The Institute: A Novel, by Stephen King

Nine stars

Long a fan of Stephen King’s work, I was eager to get my hands on this piece and take the journey. King seems to find so many ways to keep the reader enthralled with his plots and characters, as this book did not veer too far from those foundational building blocks. Luke Ellis is violently kidnapped from his Minneapolis home, his parents left murdered in their beds. When Luke awakes, he can vaguely recollect something having happened to him, but the specifics are entirely fuzzy. An exceptionally bright twelve year-old, Luke is unable to decipher what is going on around him, until he is introduced as the newest member of The Institute, a super-secret facility in Maine. Its residents are children, not necessarily blessed with great intelligence, but with the powers of telekinesis or telepathy. As Luke becomes a little more acquainted with his surroundings, he comes to understand that these powers are being used for some unknown mission, during which time the children are drained of their abilities, then have their memories zapped of any recollection surrounding The Institute. This highly-regimented place leaves little room for straying from the path, though Luke and his fellow residents can use their powers to discus options. Luke takes it upon himself to make a break, with the help of someone else, and get help for the larger group. While he is able to slide under a fence, it is only the start, as Luke must flee swiftly and get someone to believe his far-fetched tale. When Luke arrives in DuPray, South Carolina, he rests his hopes on a local police officer. Tim Jamieson may be new to the area, but he has a great deal of policing experience, which includes a gut for trouble. With members of The Institute using their connections around the country, Luke Ellis might be in more danger than he thinks, and Jamieson his only hope. But what of those left back in Maine? Well, that’s where the story gets even more interesting… Another stellar King novel that will leave the reader wondering how they got from A to Z and loving the adventure along the way. Recommended to those who have a passion for King’s energetic writing style, as well as readers who are not scared off by a book’s length and tangential narrative.
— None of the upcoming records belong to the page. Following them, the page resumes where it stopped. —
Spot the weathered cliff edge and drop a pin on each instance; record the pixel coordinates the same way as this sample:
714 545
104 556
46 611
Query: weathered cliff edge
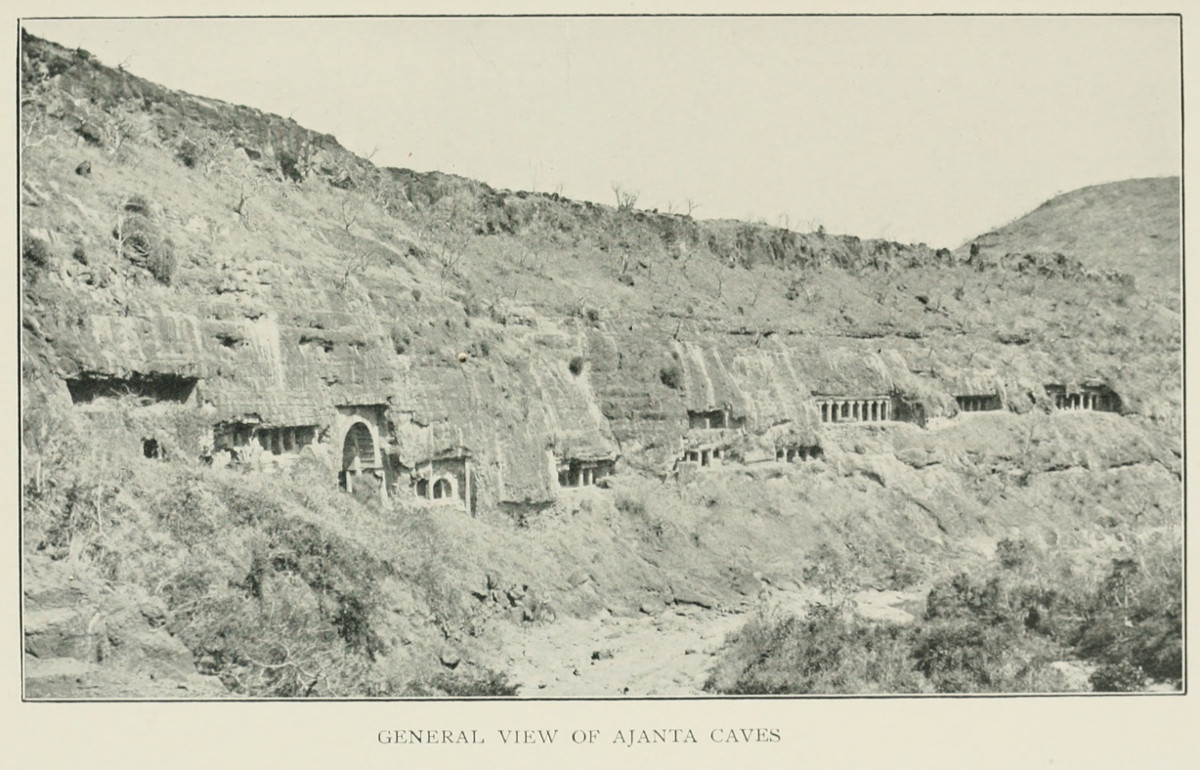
207 284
Stephen King is one of those writers that you will either love or hate, both sets of readers having made themselves known on my Goodreads feed of late. King never shies away from controversy, but he is happy to do so by layering his novels with themes and countless tangents, seeking to prove a point without always being blunt. I grew up not being permitted to read King and have since made a point of trying to devour much of his newer writing, as well as dabbling in some of his older work. This piece shows signs of being more like his newer work, where the gore and the crazy facets are less prevalent, leaving a story that needs telling to come to the surface. Luke Ellis finds himself in the middle of this piece and seems to be the ideal protagonist. While he is young—twelve being that formative age when everything is new or awkward—Luke does well throughout this novel, navigating much of what is placed before him. He must not only digest the death of his family, but the incarceration in this sinister ‘tele-prison’ of sorts, while trying to be both a leader and a child seeking guidance. King created the ideal young character here and the attentive reader will enjoy all the backstory and character development that comes along with it. Others who find their way into the story help shape the narratives, particularly Tim Jamieson, whose emergence in the opening portion of the book led me to wonder if this were another of those ‘down the rabbit hole’ moments when we would not see a character again after attaching ourselves to him. Jamieson serves as a protector and quasi-father figure to Luke as they try to wrestle The Institute and all it stands for before more children are harmed. The story itself serves as a wonderfully entertaining piece, though it is long. As with most King novels, the reader needs patience, which pays off in the long-run. There are many references to past King pieces, which is part of the adventure, as the reader tries to link the references to the different books. There is never a shortage of King works to pull upon or become excited about and they always leave the reader thinking, while also wanting more. I can say I am yearning for more and will keep my eyes open for more in the coming months!

Kudos, Mr. King, for always pushing the envelop a little more and keeping me on my toes. Brilliant work deserves much praise and I hope others see some of what I did in this novel.